The National Park grants permits for beach weddings for up to 60 guests, and with the temporary closing of resorts and the permanent closing of several upscale restaurants since the hurricane, the wedding planners on St. John have to be even more resourceful.
Mary Castle Bartolucci of Island Style Weddings had five weddings booked at Caneel Bay when the hurricane hit.
“Several could be relocated, but people who want Caneel want [only] Caneel,” she said.
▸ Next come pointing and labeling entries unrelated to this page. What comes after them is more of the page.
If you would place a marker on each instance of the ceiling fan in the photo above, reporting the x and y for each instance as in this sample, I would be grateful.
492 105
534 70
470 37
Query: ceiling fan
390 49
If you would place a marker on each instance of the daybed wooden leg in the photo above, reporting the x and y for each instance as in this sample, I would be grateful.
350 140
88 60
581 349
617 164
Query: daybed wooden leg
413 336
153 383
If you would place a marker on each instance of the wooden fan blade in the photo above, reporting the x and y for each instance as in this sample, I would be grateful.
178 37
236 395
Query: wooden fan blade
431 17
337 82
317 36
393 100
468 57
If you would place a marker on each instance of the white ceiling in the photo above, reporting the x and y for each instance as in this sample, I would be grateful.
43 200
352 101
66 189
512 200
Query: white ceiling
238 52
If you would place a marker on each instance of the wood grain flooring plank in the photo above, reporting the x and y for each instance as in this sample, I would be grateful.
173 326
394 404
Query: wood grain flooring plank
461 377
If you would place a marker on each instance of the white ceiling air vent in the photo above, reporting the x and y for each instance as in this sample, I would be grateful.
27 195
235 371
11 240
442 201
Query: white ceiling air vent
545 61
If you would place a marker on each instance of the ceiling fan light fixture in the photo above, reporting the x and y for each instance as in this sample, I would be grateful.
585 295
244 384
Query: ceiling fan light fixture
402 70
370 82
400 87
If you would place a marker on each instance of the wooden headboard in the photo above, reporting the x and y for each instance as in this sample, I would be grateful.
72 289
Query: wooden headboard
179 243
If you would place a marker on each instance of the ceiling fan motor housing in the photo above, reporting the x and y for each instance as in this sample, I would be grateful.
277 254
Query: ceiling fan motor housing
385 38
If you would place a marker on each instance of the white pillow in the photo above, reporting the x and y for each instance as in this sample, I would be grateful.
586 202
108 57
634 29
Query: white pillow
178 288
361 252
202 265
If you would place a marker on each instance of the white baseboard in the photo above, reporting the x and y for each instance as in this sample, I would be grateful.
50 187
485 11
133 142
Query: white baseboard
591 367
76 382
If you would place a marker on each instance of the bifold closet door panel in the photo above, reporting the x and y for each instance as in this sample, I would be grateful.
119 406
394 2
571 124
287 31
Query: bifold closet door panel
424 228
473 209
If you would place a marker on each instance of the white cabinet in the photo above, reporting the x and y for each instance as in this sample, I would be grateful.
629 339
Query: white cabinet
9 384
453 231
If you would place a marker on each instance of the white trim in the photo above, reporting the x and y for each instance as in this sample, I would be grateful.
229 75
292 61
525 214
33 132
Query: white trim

Bartolucci correctly figured that business for the remainder of 2017 “went out the window.” She optimistically planned the first wedding following the storm for January 2018, and then postponed it until April. Everything was going marvelously well for the couple and their 65 guests at a welcome party on the evening of April 4 when a fire broke out in a power plant in Cruz Bay, plunging the entire island back into darkness.
At the time, Bartolucci was being assisted by Brenda Sonson, an off-duty firefighter. Sonson dropped what she was doing, slipped out of her party outfit, threw on her firefighting gear, and took off to fight the blaze. Power was restored to the island within 24 hours, but in the meantime, guests staying at one villa learned the hard way that turning on a tap during a power outage, and then not closing the faucet when power is restored, leads to flooding in the villa and an empty cistern.
Bartolucci says she hasn’t encountered any “bridezillas” in her 18 years as a wedding planner on St. John. The couples she marries tend to have been together for six or seven years and have a love of nature. Those who choose to have their weddings on St. John realize “there’s only so much you can do here on a small island.”
To control for unexpected supply shortages, she keeps two trailers full of linen, glassware, chairs, and party décor.
Michelle Cawthron of Paradise Planning said, “When you’re working in this industry, you find people have a mindset of what they want. Fortunately, my clients are more open to change.” Following the storms, she found that managing expectations and maintaining communications – despite problems with the phone system and the internet – were paramount. Only one of the six weddings she had booked prior to the storm followed anything like the original plan.
“Trust came into the mix,” she said of her clients. “We went through a lot together. It was an emotional season.”
Since she started her business six years ago, Cawthron has learned to put a number of things in her contract, like requiring clients to purchase wedding insurance. It’s not just a matter of hurricanes. When the zika virus swept through the Caribbean in 2015, many clients cancelled.
As the months go by without a natural disaster, inquiries for weddings are slowly coming in, planners say. Cawthron said a client who lives in New Orleans and survived Hurricane Katrina told her it would be three years before the economic recovery would feel secure.
Anne Marie Porter is impatient for that to happen.
“Our beaches are beautiful. We have summer year-round. The storm chapter is over. We’re ready for business. That’s what we need to emphasize.”